The Treatment of Narcissism
Narcissism is not a mental disorder per se, but it can be associated with other psychological problems, such as depression, anxiety, substance abuse, or personality disorders. Narcissists may also experience difficulties in their personal and professional lives due to their problematic behavior and attitudes. Therefore, some narcissists may seek or benefit from psychological treatment that can help them cope with their issues and improve their well-being.
However, treating narcissism can be challenging for several reasons. First, narcissists may not recognize or admit that they have a problem, as they tend to blame others for their difficulties or deny their negative consequences. Second, narcissists may resist or reject any feedback or criticism that challenges their inflated self-image or exposes their flaws. Third, narcissists may have unrealistic expectations or demands from the treatment process or the therapist, such as expecting quick results or special treatment.
Therefore, effective treatment for narcissism requires a careful and sensitive approach that can balance the needs and goals of both the narcissist and the therapist. According to Psychology Today, some of the possible strategies for treating narcissism include:
- Establishing a trusting and respectful therapeutic relationship that can foster rapport and collaboration between the narcissist and the therapist.
- Providing honest and constructive feedback that can help the narcissist gain insight into their behavior and its impact on themselves and others.
- Challenging the distorted beliefs and assumptions that underlie the narcissist’s sense of superiority and entitlement.
- Encouraging the development of empathy and compassion for others by helping the narcissist recognize and appreciate the feelings and perspectives of others.
- Promoting the enhancement of self-esteem by helping the narcissist identify and pursue their genuine interests, values, and goals.

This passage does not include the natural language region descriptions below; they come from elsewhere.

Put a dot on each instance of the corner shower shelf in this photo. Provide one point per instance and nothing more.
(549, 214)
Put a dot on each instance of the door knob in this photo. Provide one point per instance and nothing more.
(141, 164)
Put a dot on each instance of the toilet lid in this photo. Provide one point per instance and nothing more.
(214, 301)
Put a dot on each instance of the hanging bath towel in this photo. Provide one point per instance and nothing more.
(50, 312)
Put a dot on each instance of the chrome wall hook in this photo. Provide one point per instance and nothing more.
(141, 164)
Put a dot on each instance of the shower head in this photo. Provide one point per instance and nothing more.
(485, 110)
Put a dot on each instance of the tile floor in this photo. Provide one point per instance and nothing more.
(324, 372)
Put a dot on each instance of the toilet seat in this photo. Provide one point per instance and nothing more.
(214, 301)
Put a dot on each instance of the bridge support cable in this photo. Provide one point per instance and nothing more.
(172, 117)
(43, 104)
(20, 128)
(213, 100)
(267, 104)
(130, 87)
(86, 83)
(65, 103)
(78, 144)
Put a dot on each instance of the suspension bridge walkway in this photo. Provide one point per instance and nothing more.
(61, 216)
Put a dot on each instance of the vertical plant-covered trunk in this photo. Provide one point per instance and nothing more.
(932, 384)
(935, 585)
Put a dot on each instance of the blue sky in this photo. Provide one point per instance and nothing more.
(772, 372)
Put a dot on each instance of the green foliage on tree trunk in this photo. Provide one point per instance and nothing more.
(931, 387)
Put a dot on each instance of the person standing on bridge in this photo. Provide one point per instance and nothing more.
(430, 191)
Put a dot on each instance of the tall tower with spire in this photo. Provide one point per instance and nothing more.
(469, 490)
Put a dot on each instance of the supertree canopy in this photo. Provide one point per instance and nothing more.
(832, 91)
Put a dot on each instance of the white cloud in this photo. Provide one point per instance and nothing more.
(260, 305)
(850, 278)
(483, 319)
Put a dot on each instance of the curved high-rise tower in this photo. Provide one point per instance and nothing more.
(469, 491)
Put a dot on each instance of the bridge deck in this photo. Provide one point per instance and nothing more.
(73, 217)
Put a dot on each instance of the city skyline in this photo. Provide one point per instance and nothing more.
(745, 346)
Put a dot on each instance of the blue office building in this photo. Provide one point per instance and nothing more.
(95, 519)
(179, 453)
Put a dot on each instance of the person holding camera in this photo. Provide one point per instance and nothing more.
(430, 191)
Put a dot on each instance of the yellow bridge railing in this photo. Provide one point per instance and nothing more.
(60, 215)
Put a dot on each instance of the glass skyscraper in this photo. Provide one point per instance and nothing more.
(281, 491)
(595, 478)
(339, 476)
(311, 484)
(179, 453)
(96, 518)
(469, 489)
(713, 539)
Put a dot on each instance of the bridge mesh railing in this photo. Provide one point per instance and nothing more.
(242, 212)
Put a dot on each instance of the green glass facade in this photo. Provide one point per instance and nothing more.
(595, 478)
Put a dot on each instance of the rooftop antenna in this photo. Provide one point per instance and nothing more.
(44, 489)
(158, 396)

- Teaching coping skills that can help the narcissist manage their emotions and impulses more effectively.
- Addressing any co-occurring psychological problems that may contribute to or result from the narcissist’s behavior and attitudes.
Narcissism is a personality trait that involves a sense of self-centeredness, self-importance, superiority, grandiosity, and entitlement. Narcissism is not the same as having high self-esteem, which is a positive and realistic evaluation of one’s value and worth. Research has shown that narcissism combined with high self-esteem is related to aggression and antisocial behavior, as narcissists tend to react with anger and hostility when they feel threatened, insulted, or criticized, and they tend to engage in cheating, lying, stealing, bullying, or exploiting others. Narcissism is not a fixed or innate trait, but a result of various factors that influence one’s personality development, such as genetic, environmental, and parenting factors. Narcissism can be treated with psychological therapy that can help narcissists gain insight into their behavior and its impact on themselves and others, challenge their distorted beliefs and assumptions, develop empathy and compassion for others, enhance their self-esteem, and learn coping skills.